As a barometer of the real economy of the UAE, the HSBC/Markit purchasing managers' index (PMI) is probably about as good as it gets.
It does not take in the crucial oil sector, of course, but as the price of a barrel of crude ultimately lies outside the country's control, the PMI is an accurate indicator of what the UAE's business leaders are doing right, or wrong.
Last month's leap in the PMI by a full percentage point to 53.5 was the best result in 10 months and leaves the economy healthily on the right side of the expansion/contraction divide. Companies are experiencing more growth, and exporting more, than they have for the best part of a year.

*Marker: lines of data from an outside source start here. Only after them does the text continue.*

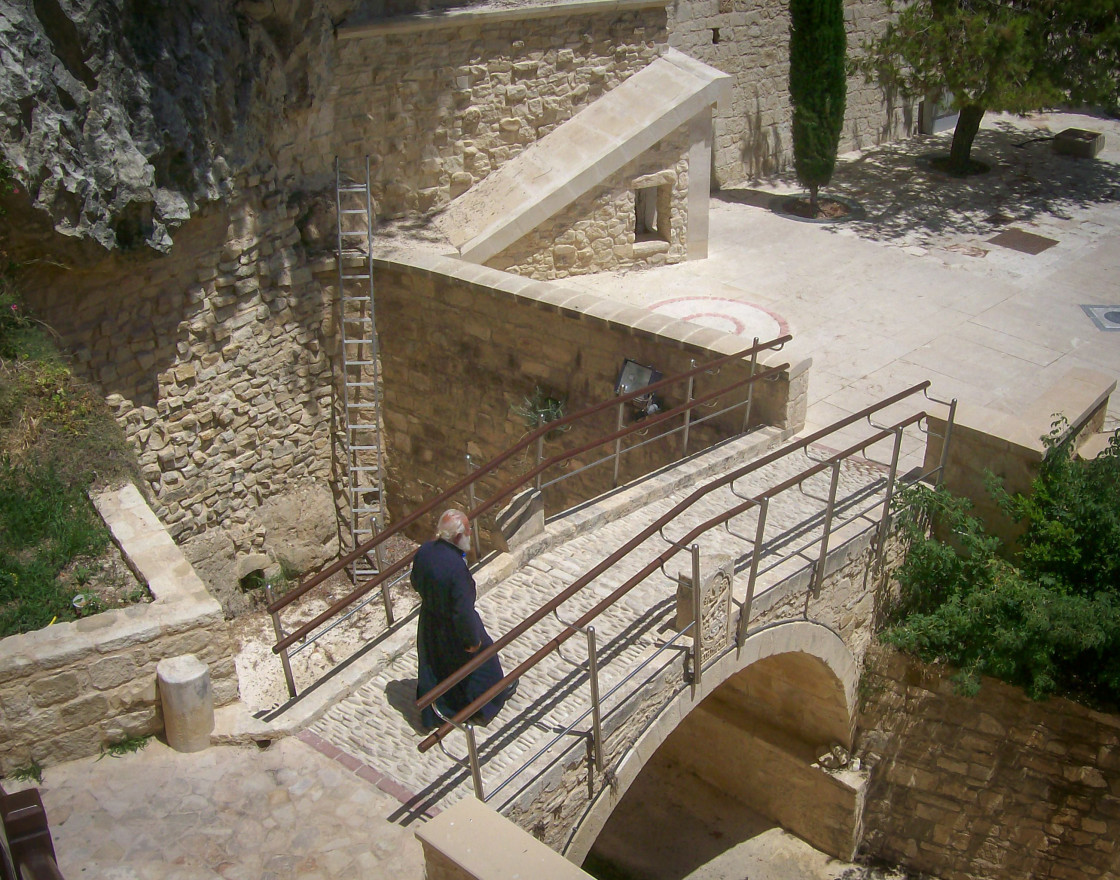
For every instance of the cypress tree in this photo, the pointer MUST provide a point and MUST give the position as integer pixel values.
(818, 90)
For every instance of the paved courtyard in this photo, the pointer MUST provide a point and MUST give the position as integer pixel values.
(913, 290)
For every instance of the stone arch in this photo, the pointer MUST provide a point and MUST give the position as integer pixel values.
(801, 675)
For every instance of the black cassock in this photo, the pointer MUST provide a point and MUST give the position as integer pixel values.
(448, 626)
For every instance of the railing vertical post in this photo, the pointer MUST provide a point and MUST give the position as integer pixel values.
(740, 636)
(944, 442)
(593, 668)
(750, 387)
(819, 573)
(476, 770)
(697, 624)
(378, 554)
(540, 458)
(688, 412)
(884, 522)
(475, 540)
(618, 445)
(278, 629)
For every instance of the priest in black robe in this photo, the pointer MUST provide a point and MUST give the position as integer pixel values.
(450, 633)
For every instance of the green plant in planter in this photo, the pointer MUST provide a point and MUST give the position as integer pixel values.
(542, 408)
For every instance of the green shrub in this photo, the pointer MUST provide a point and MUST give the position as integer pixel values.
(1046, 617)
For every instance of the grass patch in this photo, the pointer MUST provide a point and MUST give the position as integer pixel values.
(31, 773)
(127, 746)
(57, 440)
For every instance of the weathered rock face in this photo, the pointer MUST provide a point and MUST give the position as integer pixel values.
(123, 118)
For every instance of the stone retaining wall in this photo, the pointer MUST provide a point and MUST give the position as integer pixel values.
(438, 103)
(464, 345)
(753, 129)
(73, 687)
(991, 786)
(596, 233)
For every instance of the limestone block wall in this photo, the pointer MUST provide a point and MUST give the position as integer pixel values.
(991, 786)
(439, 102)
(216, 362)
(597, 233)
(463, 345)
(749, 39)
(68, 690)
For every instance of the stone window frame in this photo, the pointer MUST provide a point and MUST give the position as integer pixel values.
(653, 197)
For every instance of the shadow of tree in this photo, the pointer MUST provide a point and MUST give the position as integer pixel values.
(906, 202)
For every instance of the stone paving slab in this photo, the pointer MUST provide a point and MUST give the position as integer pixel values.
(227, 813)
(380, 728)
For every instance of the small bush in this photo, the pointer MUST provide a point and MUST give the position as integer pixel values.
(1046, 617)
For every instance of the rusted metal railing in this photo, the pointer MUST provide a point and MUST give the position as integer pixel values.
(761, 503)
(391, 574)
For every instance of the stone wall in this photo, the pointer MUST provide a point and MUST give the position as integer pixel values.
(215, 359)
(73, 687)
(597, 233)
(438, 103)
(464, 345)
(991, 786)
(753, 129)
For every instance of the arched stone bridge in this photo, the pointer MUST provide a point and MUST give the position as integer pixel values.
(755, 722)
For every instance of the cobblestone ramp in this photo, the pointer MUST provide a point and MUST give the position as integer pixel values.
(379, 724)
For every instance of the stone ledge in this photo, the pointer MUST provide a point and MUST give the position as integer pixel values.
(490, 17)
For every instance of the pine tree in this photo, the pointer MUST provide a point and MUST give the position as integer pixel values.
(818, 90)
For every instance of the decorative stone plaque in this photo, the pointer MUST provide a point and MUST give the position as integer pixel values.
(717, 578)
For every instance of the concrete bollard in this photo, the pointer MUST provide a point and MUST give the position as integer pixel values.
(188, 702)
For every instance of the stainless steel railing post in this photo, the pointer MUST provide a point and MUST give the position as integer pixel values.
(750, 387)
(740, 636)
(278, 629)
(540, 458)
(593, 668)
(884, 522)
(819, 573)
(618, 445)
(697, 628)
(379, 555)
(944, 442)
(475, 540)
(688, 412)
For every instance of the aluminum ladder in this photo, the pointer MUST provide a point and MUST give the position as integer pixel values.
(361, 361)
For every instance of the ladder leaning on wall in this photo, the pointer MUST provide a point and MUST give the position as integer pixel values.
(361, 362)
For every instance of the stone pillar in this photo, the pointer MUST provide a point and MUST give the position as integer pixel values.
(188, 702)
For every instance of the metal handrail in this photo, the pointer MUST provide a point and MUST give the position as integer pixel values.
(509, 489)
(775, 344)
(580, 582)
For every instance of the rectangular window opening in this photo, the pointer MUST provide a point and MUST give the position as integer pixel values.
(649, 223)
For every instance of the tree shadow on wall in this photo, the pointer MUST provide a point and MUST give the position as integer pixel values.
(907, 202)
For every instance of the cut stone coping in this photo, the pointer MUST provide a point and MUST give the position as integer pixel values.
(483, 844)
(549, 296)
(457, 18)
(568, 162)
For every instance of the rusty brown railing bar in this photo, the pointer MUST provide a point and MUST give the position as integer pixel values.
(486, 505)
(484, 655)
(659, 562)
(341, 563)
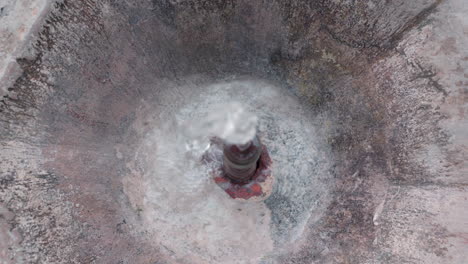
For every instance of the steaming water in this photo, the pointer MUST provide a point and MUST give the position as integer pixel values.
(190, 217)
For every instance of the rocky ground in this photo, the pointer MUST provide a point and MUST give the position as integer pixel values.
(387, 82)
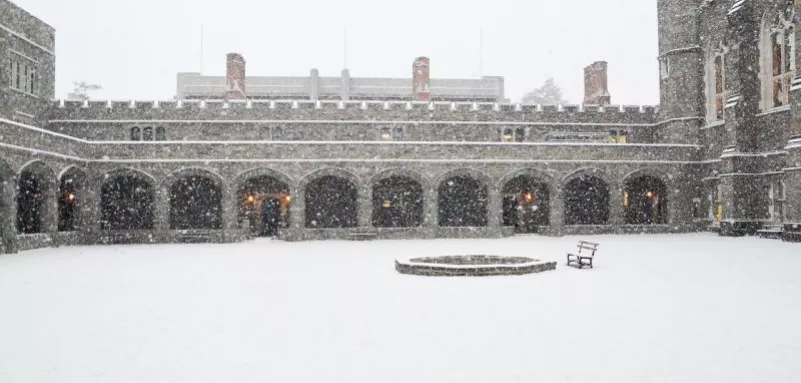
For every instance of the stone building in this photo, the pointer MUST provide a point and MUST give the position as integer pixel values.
(721, 152)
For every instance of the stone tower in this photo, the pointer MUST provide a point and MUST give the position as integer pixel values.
(681, 70)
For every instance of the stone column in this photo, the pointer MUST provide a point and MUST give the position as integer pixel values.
(162, 213)
(49, 213)
(8, 215)
(430, 212)
(617, 213)
(89, 203)
(365, 206)
(557, 212)
(494, 209)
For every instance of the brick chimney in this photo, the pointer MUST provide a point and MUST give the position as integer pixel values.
(235, 77)
(596, 91)
(421, 79)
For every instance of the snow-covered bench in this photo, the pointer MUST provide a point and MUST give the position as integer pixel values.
(584, 256)
(362, 234)
(773, 231)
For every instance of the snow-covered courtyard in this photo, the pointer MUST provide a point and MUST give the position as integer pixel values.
(658, 308)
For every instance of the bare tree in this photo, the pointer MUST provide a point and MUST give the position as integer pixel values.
(81, 90)
(547, 94)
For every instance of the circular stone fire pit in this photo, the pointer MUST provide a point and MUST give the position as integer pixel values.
(472, 266)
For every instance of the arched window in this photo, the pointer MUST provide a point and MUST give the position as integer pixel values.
(147, 133)
(136, 134)
(716, 84)
(160, 134)
(778, 59)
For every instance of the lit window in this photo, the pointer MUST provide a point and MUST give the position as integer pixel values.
(664, 68)
(618, 137)
(160, 134)
(508, 135)
(386, 134)
(136, 134)
(278, 133)
(782, 60)
(520, 134)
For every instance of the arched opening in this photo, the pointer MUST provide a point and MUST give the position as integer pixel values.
(586, 201)
(30, 203)
(526, 204)
(397, 202)
(195, 204)
(126, 204)
(264, 205)
(7, 229)
(69, 200)
(331, 203)
(645, 201)
(462, 202)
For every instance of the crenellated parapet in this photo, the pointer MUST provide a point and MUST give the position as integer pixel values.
(252, 110)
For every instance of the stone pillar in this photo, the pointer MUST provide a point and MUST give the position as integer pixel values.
(49, 213)
(557, 212)
(230, 206)
(297, 210)
(162, 212)
(8, 215)
(494, 209)
(431, 211)
(617, 213)
(89, 202)
(364, 203)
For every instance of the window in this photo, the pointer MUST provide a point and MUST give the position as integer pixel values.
(278, 133)
(513, 135)
(698, 212)
(520, 134)
(391, 134)
(136, 134)
(618, 137)
(721, 89)
(23, 74)
(386, 134)
(779, 61)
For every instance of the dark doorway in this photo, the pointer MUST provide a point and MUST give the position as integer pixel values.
(264, 205)
(526, 204)
(586, 201)
(645, 201)
(462, 203)
(331, 203)
(270, 217)
(67, 201)
(397, 202)
(126, 204)
(30, 200)
(195, 204)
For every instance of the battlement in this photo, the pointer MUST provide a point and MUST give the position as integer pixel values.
(346, 110)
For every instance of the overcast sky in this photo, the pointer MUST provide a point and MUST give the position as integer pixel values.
(135, 48)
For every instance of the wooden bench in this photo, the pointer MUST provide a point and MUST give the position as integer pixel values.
(584, 256)
(772, 232)
(194, 237)
(362, 235)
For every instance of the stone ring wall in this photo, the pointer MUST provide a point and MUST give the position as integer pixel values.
(472, 266)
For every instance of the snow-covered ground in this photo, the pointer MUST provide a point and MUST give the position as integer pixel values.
(660, 308)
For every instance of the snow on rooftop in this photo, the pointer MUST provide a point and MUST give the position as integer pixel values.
(657, 308)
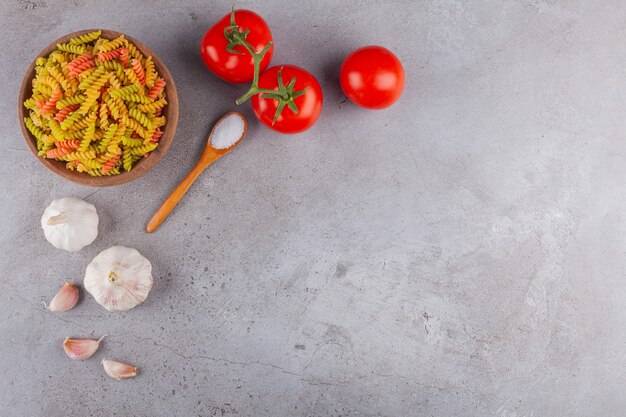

Against a background of the euro-zone crisis, economic sluggishness in the United States, renewed fears over Asian growth, and the Arab Spring, that is a commendable performance.
Employment has increased after a long period of inertia, and a rise in the backlog of work is a sign the economy is getting back near capacity.
A fall in business with Europe has been offset by higher trade levels with the rest of the GCC, especially Saudi Arabia. The stimulus injected into the kingdom's economy after the first wave of unrest in the Arab Spring has also benefited Saudi Arabia's neighbours, as anyone in Dubai tourism can tell you.
There are a couple of clouds on the horizon of this generally sunny outlook. The PMI statistics for the financial sector continue to show the UAE constrained by conditions in the banking sector, especially in comparison with Saudi Arabia.
And the compilers are circumspect about prospects for the rest of the year, with the Ramadan season especially difficult to predict and continuing uncertainty over the global economy.
So far in the recovery, so good. But there is still a way to go.